Senegal's Democratic Unrest And The Ghosts Of French Colonialism

The violence that erupted following the sentencing of opposition politician Ousmane Sonko to two years in prison left 16 people dead and 500 arrested. This reveals deep fractures in Senegalese democracy that has traces to France's colonial past.

Image of Senegalese ​Protesters celebrating Sonko being set free by the court, March 2021

Protesters celebrate Sonko being set free by the court, March 2021

Pierre Haski

-Analysis-

PARIS — For a long time, Senegal had the glowing image of one of Africa's rare democracies.

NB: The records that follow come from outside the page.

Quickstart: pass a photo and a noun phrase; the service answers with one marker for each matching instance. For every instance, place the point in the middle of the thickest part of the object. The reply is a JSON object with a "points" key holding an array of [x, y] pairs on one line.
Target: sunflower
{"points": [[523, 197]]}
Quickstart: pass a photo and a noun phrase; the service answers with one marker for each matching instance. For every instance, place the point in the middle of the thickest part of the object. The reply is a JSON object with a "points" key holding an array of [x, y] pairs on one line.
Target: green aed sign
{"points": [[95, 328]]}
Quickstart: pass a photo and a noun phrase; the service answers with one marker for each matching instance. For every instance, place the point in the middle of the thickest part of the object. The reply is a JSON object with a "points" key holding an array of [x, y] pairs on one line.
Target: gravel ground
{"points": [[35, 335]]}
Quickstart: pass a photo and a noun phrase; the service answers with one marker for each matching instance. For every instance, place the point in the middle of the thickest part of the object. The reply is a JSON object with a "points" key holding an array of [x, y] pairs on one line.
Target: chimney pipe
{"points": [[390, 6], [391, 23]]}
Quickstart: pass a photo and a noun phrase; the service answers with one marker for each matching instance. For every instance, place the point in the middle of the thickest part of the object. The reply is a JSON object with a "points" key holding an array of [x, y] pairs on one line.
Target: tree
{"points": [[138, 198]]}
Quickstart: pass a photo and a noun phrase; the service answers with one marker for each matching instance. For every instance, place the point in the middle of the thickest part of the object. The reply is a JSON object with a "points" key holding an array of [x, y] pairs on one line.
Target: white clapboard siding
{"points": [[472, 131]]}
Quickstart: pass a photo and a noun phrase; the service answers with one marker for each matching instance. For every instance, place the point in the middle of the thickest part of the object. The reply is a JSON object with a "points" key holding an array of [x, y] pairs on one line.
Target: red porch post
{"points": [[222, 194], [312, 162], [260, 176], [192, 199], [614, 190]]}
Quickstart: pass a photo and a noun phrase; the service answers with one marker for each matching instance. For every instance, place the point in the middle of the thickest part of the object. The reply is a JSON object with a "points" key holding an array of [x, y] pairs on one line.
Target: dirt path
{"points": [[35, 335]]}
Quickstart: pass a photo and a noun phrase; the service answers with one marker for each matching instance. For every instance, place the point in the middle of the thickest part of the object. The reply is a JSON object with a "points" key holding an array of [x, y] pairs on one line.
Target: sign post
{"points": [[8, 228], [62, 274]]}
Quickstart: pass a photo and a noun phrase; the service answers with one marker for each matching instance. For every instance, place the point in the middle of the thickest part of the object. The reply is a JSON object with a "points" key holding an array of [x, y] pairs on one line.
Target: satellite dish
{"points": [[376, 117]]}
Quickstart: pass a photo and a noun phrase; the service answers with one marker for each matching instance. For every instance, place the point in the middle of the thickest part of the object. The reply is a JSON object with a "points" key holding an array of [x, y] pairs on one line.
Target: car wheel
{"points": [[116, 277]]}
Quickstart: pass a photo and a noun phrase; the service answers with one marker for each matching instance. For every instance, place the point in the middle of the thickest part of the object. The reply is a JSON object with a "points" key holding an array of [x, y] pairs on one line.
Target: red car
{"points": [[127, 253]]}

The reality was more complicated than that, even in the days of the poet-president Léopold Sedar Senghor, who also had his dark side.

But for years, the country has been moving down what Senegalese intellectual Felwine Sarr describes as the "gentle slope of... the weakening and corrosion of the gains of Senegalese democracy."

This has been demonstrated once again over the last few days, with a wave of violence that has left 16 people dead, 500 arrested, the internet censored, and a tense situation with troubling consequences. The trigger? The sentencing last Thursday of opposition politician Ousmane Sonko to two years in prison, which could exclude him from the 2024 presidential elections.

Young people took to the streets when the verdict was announced, accusing the justice system of having become a political tool. Ousmane Sonko had been accused of rape but was convicted of "corruption of youth," a change that rendered the decision incomprehensible.